Le malaise est encore exacerbé par le manque de transparence dans les décisions de promotion. Une commission de promotion qui siège à Berne décide qui peut être promu ou non au cours de débats confidentiels. Les rapports du Contrôle parlementaire de l’administration et de la Commission de gestion du Conseil des Etats sont particulièrement critiques à cet égard. Dans une profession «corporatiste», on ne sait pas toujours pour quelles raisons, sur quels critères, certains diplomates sont promus et d’autres non. «La manière dont la commission de promotion aboutit à ses recommandations manque de transparence», relève le Contrôle parlementaire de l’administration. «Certaines promotions sont apparues carrément arbitraires», ajoute la Commission de gestion des Etats.

Sur le terrain à l’étranger, Karl le résume ainsi: «Cette commission de promotion a une tendance à favoriser le personnel en poste à Berne, proche de ses membres. C’est naturel mais cela laisse un arrière-goût assez désagréable.»

Un système de carrière qui s’essouffle

Horizons bouchés, problèmes de transparence dans les promotions, pour la Commission de gestion des Etats, c’est l’ensemble du système de carrière – «qui n’a guère évolué depuis les années 1950», note-t-elle – qui s’essouffle. Elle recommande un changement fondamental. Ce système devrait être abandonné et remplacé par une logique de carrière et de rémunération fondée sur la fonction occupée, à savoir le système qui prévaut dans la très grande majorité de l’administration fédérale.
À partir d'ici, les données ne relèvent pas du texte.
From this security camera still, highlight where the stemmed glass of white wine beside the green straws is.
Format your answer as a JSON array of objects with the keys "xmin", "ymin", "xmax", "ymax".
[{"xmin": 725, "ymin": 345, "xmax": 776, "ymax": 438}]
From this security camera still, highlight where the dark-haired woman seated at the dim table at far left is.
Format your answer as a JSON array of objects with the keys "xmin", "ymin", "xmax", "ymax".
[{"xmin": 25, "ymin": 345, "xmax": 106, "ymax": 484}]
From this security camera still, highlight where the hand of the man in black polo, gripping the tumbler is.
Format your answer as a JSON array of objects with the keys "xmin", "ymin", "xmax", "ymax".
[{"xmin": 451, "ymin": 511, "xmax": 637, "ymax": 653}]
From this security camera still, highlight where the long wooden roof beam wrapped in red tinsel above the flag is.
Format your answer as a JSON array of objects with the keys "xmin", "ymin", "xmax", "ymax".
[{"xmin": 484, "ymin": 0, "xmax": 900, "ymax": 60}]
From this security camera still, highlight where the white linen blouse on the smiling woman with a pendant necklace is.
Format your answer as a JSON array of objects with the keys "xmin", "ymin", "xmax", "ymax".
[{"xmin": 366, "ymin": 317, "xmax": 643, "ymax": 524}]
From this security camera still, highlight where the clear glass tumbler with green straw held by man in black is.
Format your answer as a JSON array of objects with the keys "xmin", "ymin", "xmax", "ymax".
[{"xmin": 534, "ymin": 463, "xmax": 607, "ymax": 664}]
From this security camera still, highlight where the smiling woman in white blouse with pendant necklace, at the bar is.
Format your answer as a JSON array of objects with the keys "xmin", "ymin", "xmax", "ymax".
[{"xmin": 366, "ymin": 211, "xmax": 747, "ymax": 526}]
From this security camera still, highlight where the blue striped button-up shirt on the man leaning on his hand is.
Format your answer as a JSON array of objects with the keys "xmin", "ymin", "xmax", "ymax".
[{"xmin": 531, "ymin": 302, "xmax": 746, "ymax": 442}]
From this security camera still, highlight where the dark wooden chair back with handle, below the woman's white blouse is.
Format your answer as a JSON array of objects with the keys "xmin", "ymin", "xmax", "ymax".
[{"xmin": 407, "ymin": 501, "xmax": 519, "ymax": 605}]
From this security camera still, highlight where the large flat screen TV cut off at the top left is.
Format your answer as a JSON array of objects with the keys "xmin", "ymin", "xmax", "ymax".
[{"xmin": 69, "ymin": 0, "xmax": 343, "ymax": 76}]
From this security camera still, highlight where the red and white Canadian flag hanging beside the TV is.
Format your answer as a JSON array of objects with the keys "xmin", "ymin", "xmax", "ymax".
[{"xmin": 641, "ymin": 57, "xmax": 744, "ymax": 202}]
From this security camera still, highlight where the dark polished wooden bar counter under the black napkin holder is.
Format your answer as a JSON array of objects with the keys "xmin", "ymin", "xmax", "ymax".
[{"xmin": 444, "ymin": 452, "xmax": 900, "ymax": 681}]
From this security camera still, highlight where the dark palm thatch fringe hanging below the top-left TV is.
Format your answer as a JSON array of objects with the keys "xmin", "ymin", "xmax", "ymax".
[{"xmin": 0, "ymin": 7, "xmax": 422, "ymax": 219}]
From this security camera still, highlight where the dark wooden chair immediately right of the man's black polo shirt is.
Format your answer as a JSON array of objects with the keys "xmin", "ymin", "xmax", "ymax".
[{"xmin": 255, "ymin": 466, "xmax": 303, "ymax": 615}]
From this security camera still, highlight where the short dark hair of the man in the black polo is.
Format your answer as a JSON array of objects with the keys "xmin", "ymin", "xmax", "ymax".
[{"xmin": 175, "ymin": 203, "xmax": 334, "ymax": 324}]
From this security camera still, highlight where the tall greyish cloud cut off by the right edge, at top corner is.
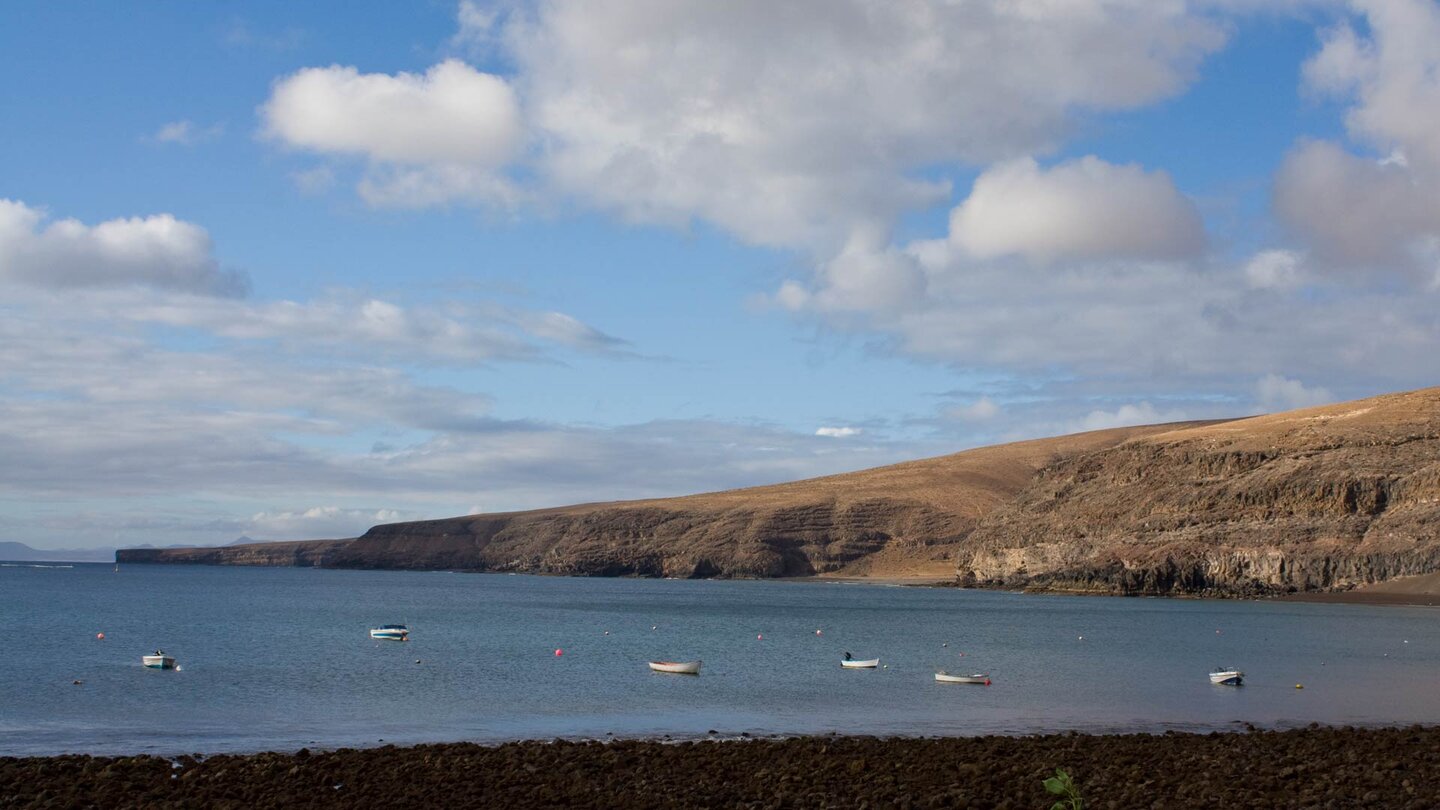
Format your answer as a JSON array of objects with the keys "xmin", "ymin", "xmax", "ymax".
[{"xmin": 1274, "ymin": 0, "xmax": 1440, "ymax": 273}]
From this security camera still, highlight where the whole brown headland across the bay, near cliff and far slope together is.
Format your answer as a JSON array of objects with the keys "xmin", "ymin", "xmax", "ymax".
[{"xmin": 118, "ymin": 380, "xmax": 1440, "ymax": 595}]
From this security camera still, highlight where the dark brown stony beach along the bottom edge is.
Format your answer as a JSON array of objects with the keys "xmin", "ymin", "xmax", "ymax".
[{"xmin": 0, "ymin": 726, "xmax": 1440, "ymax": 809}]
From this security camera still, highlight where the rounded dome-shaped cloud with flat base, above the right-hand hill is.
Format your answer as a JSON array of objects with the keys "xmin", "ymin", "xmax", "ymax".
[{"xmin": 950, "ymin": 156, "xmax": 1205, "ymax": 262}]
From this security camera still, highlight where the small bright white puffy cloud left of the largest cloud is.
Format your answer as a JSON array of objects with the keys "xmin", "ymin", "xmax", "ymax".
[{"xmin": 261, "ymin": 59, "xmax": 524, "ymax": 205}]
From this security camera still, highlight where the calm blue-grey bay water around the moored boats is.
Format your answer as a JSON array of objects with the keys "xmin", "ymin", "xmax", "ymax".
[{"xmin": 0, "ymin": 564, "xmax": 1440, "ymax": 755}]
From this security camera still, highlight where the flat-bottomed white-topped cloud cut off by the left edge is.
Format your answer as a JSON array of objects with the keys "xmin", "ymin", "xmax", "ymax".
[{"xmin": 0, "ymin": 199, "xmax": 249, "ymax": 295}]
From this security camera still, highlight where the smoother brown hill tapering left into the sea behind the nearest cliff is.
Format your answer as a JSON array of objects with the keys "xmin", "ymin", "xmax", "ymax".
[{"xmin": 118, "ymin": 422, "xmax": 1200, "ymax": 579}]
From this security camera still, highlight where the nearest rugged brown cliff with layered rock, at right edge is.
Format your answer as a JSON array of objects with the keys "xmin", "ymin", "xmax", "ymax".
[{"xmin": 958, "ymin": 389, "xmax": 1440, "ymax": 595}]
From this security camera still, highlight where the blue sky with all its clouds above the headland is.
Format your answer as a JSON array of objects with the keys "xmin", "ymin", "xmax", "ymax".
[{"xmin": 0, "ymin": 0, "xmax": 1440, "ymax": 548}]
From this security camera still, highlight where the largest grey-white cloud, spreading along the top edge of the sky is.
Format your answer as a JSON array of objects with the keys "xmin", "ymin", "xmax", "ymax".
[{"xmin": 507, "ymin": 0, "xmax": 1224, "ymax": 246}]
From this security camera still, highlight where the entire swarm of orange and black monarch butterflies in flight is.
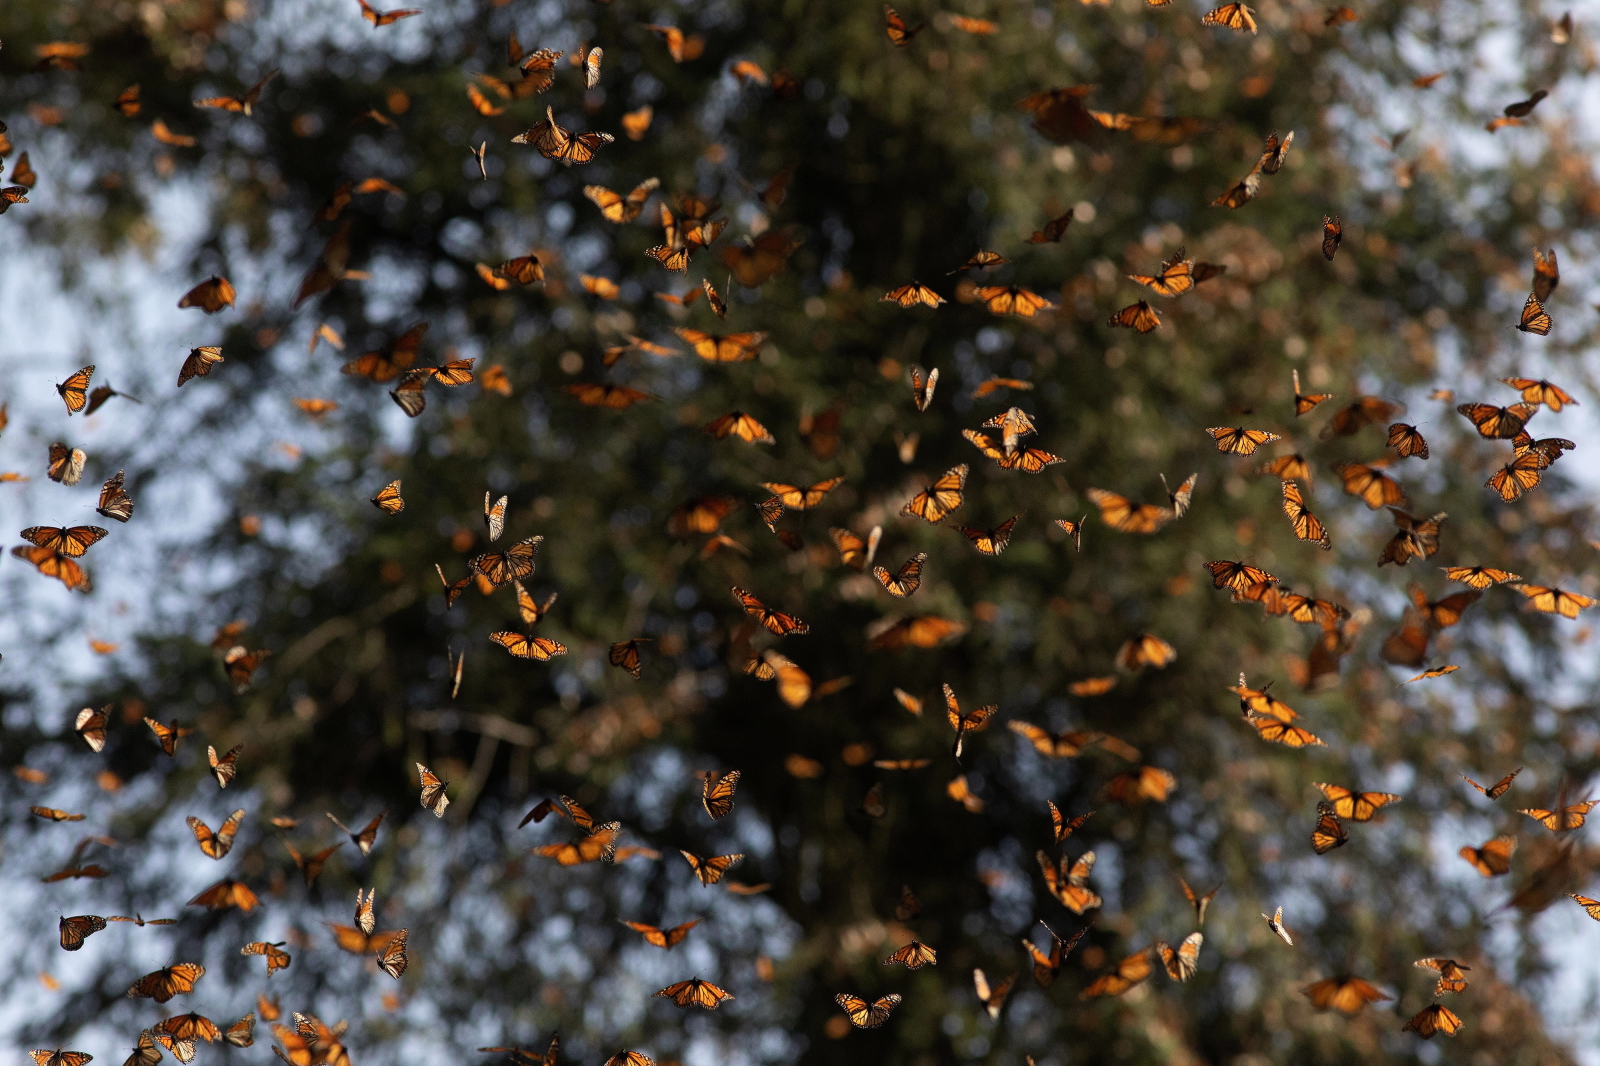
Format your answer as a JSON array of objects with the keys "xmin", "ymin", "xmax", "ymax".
[{"xmin": 0, "ymin": 0, "xmax": 1600, "ymax": 1066}]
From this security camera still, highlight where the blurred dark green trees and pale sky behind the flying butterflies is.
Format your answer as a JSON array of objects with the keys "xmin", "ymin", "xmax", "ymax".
[{"xmin": 0, "ymin": 0, "xmax": 1600, "ymax": 1066}]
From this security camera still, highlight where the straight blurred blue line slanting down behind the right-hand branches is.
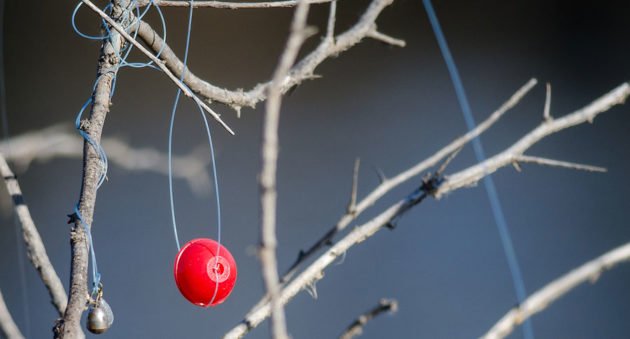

Le Conseil fédéral se dit favorable à étudier l’opportunité d’un tel changement. Il doit présenter une première analyse très prochainement, début 2017. Mais la Commission des gestions n’est pas dupe. Elle sait qu’une analyse ne promet en rien une révolution. Elle prévient: en l’absence d’un changement de système, il faudra au moins rendre les procédures de promotion plus transparentes. Le Conseil fédéral balaie ce reproche. La commission de promotion deviendra obsolète si l’on abandonne le système de carrière. Sinon, la procédure actuelle est le mieux que l’on puisse faire, dit-il en substance.